Construit en 2000, le laboratoire de Bure vise à évaluer les propriétés de confinement des argilites situées à 500 m de profondeur.©DR
L’Andra a publié le 25 juin un rapport qui retrace quatre années de recherches sur le stockage géologique de déchets radioactifs sur le site de Bure dans la Meuse. Géologie, environnement, physique et chimie des matériaux de confinement, migration des radionucléides, quelque 70 laboratoires ont travaillé de concert pour étudier la durabilité des procédés mis en œuvre.
Alors que le stockage géologique de déchets nucléaires à vie longue qui promet de protéger durablement l’environnement des dangers de la radioactivité reste pour le moins controversé, l’Agence nationale pour la gestion des déchets radioactifs (Andra) dresse un bilan de quatre années de recherches en la matière. Le rapport, publié le 25 juin dernier, reprend l’ensemble des études menées entre 2006 et 2009 au sein du laboratoire de Bure dans la Meuse. À commencer par l’étude du milieu géologique à proprement parler, dont une reconnaissance approfondie sur la période 2007-2008 a permis fin 2009 de proposer une zone de reconnaissance approfondie de 30 km2. Une dernière campagne de sismique 3D devrait aboutir prochainement à la localisation du futur site de stockage. Outre ces recherches sur la géologie elle-même l’Andra a mis en place depuis 2007 en Meuse/Haute Marne un Observatoire de l’environnement sur plusieurs centaines de km2. Le programme qui devrait s’étaler sur une centaine d’années entend réunir une importante communauté scientifique pour étudier les cycles de différents éléments chimiques d’origine humaine dans la biosphère.

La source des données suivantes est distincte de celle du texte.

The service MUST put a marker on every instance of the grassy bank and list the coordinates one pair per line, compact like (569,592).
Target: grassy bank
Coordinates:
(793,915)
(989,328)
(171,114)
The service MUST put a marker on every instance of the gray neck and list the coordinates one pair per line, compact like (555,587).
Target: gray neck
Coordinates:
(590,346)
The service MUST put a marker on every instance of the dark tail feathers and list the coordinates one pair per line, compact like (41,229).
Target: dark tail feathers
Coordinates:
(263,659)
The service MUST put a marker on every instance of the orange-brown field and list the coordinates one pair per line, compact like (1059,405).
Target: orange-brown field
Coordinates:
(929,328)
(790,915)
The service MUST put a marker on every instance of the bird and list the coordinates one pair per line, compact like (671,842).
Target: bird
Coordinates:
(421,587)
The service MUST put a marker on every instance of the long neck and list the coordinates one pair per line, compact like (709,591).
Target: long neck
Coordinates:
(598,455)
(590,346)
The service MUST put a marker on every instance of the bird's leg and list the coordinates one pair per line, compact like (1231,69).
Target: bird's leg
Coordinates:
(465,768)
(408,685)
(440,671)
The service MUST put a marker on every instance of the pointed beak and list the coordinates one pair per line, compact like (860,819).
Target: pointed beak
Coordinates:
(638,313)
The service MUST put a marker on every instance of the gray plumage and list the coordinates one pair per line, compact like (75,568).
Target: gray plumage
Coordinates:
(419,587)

Modéliser pour optimiser le stockage
Concernant le stockage à proprement parler, l’Andra a travaillé au développement de moyens expérimentaux permettant d’étudier les interactions sur le long terme entre les déchets et les matériaux utilisés pour leur confinement. Les résultats de ces expériences ont notamment permis d’évaluer plus précisément les vitesses de corrosion de l’acier et d’altération du verre composant les alvéoles de stockage. Des données essentielles pour optimiser la composition de ces matériaux et dimensionner les infrastructures souterraines. La modélisation des contraintes hydriques, chimiques, mécaniques et thermiques auxquelles seront soumises les alvéoles sont également au coeur des préoccupations de l’Andra. L’étude de ces phénomènes vise en effet à garantir la stabilité du stockage au cours de la période d’exploitation réversible, mais et surtout pendant les milliers d’années qui suivront sa fermeture. Dans la même optique, l’amélioration de la base de données thermodynamiques permet de mieux prévoir le comportement des éléments chimiques face aux conditions du milieu.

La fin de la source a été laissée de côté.